Several weeks ago, I spent a week in New Orleans attending the Collective Impact Forum, organized by FSG, and the Opportunity Youth Incentive Fund Convening, hosted by the Aspen Institute’s Forum for Community Solutions and Jobs for the Future. Our debates were so spirited that they prevented the several hundred attendees from defecting to the streets of New Orleans in search of food, music, and merriment. Three themes dominated our conversations. While these themes may sound like “old gumbo warmed over,” my sense from the convening is that these topics have taken on some important new dimensions – with significant implications for creating social change.
Investing in Place: Place-based investing has occupied our social change toolbox for a long time. In New Orleans, we focused on the importance of investing in the capacity of place. Following Hurricane Katrina, organizations poured in to aid the city, and left just as rapidly, leaving local organizations and agencies to manage resources and build long-term capacity for change. Consider how often we swoop into communities with our resources, agendas, and very best intentions to “help,” paying little attention to local assets and needs. In our haste, we rarely invest in the community and its local organizations, perhaps unintentionally forgetting to actually invest in the place itself. Angela Glover Blackwell makes this point eloquently, and it is the first time in many years that I have heard capacity building summoned so directly, and in the context of equity and community empowerment.
Diversity, Equity, and Inclusion: Many conversations about diversity tend to focus on demographic shifts, and are framed by the context that the U.S. has become a majority minority country. In New Orleans, we emphasized equity and inclusion, and grappled with questions such as: How are we ensuring that our change strategies meet all individuals where they are?
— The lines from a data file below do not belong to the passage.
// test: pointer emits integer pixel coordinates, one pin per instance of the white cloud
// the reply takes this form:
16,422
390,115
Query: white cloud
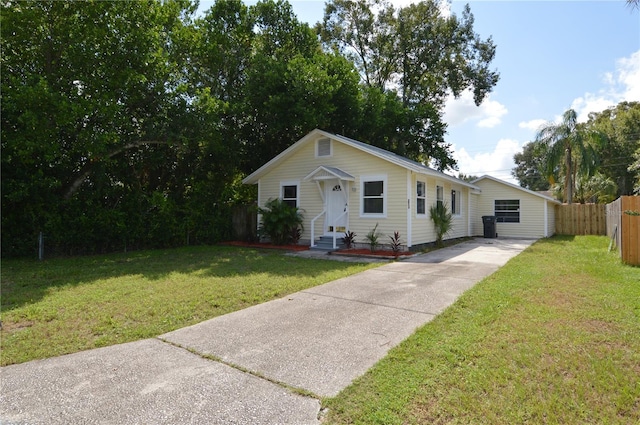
623,84
458,111
498,163
533,125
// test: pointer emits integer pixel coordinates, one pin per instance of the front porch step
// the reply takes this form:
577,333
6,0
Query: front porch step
325,243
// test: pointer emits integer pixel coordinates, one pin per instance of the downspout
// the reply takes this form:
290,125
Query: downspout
469,212
546,219
409,223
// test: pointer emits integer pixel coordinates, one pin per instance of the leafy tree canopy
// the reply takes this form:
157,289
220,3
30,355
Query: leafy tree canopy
417,55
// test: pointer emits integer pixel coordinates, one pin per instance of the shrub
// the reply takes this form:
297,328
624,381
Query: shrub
280,222
396,244
373,238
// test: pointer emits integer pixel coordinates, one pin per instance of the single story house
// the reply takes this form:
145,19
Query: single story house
519,212
341,184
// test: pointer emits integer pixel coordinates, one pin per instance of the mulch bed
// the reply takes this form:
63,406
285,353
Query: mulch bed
266,245
365,252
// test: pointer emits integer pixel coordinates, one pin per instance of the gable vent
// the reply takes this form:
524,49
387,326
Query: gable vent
324,147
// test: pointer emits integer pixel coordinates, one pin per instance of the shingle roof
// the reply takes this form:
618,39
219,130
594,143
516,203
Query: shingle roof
370,149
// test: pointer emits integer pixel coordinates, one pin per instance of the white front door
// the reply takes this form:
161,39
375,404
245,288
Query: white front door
336,199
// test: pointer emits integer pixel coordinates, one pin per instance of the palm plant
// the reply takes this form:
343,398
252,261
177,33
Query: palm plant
281,222
442,219
570,147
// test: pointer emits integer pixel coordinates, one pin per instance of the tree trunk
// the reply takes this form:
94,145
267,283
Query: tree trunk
568,178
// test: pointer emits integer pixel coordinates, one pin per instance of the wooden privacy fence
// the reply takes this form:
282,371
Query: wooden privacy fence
245,222
581,219
623,227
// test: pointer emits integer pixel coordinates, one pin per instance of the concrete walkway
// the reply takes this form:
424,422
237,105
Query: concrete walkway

What are we doing to elevate individuals’ unique assets and address their personal needs, as a way to help them achieve success as citizens, professionals, and parents? How are we engaging residents as co-developers of the programs they will have to implement and own, if these initiatives are to become sustained? Aligned with investing in place, and building the capacity of local organizations, we must revisit our community engagement approaches to ensure that both the issues and the solutions are locally identified and owned.
System Leadership: Addressing social issues – whether increasing economic stability, building strong education to career pipelines, creating a culture of health, or revitalizing neighborhoods – requires more than single programs or discrete interventions. It requires complex social solutions, in which a variety of cross-sector partners coalesce to shift entire systems – changing incentives, improving accountability, and refining policies, practices, and often missions. What types of leaders can drive this collaborative, systemic change? How can we support local leaders and community champions to build these necessary skills? Chances are, the skills and knowledge to exceptionally lead an agency, community-based organization, or higher education institution may differ from the acumen necessary to help partners support a shared agenda. What do we know about the differences between leaders of organizations, and leaders of systems change efforts? And what more can we learn to identify and position the right people to lead equitable and inclusive collaborative efforts?
As evaluators and consultants, we at some point will board our airplanes or trains for home. But members of the community are left with the hard work of implementing change. It is unjust for us to think that our agendas should take precedence over local ones. The added challenge comes with engaging community leaders’ perspectives authentically, inclusively, and respectfully – and doing so within the constraints of our grant timelines, budgets, and need to show impact and outcomes.
Meg Long is president of Equal Measure.